Prato – E’ la classe II C,- squadra blu guidata dall’insegnante Lucia Cristi – la vincitrice della seconda edizione de «Il gioco delle Botteghe fanno Scuola» che ha
coinvolto quattro classi seconde della Scuola Media Statale Enrico Fermi.

Piazza d’onore per la II I – squadra rossa guidata dall’insegnante Marisa Tani – seguita dalla II G – squadra gialla guidata da Marinella Borghi – e dalla II B – squadra bianca – guidata da
Stefano Gemmi. Una sfida fatta di domande sui prodotti tipici del territorio, temi affrontati nel corso dell’anno scolastico grazie al progetto voluto dall’Unione Commercianti di Prato e
coordinato dalla giornalista Marzia Morganti Tempestini. Il confronto si è quindi svolto su quanto i ragazzi hanno avuto modo di scoprire attraverso le parole dei pasticceri, panettieri,
ristoratori e alimentaristi che si sono alternati in cattedra e improvvisati maestri per raccontare storia, usi, e caratteristiche organolettiche degli alimenti oggetto delle lezioni tenute
durante il corso dell’anno scolastico 2007-2008.

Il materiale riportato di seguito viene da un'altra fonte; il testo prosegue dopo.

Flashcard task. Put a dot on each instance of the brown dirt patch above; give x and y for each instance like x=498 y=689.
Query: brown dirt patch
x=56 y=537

Il premio della giuria per i migliori elaborati realizzati dagli alunni durante l’anno è andato al gruppo di lavoro «Ricette di casa nostra», composto da tre classi: la II C,
II I e II B.

La grande festa che si è tenuta in Piazza San Francesco alla presenza del presidente dell’Unione Commercianti di Prato Giuseppe Nardini, il direttore Riccardo Diddi, la preside della
scuola media Enrico Fermi Luigia Anna Ammaturo, gli assessori comunali Enrico Giardi e Aldo Milone e la dietista Laura Santi, ha coinvolto oltre ai cento ragazzi e ai loro insegnanti, anche gli
artigiani che hanno preso parte all’iniziativa: Stefano Degl’Innocenti della salumeria Beef&Pork di Seano, Valentino D’Aloisio del Ristorante Le Fontanelle, Marco e Alessandra Matteucci
della Gastronomia Tempestini, Rino Pratesi e Renato Palermo dell’alimentari frutta e verdura Rino & Renato, della famiglia Pandolfini del Biscottificio Mattei, del Forno Santini e di Giulia
e Patrizia Ferraboschi dell’omonimo Pastificio.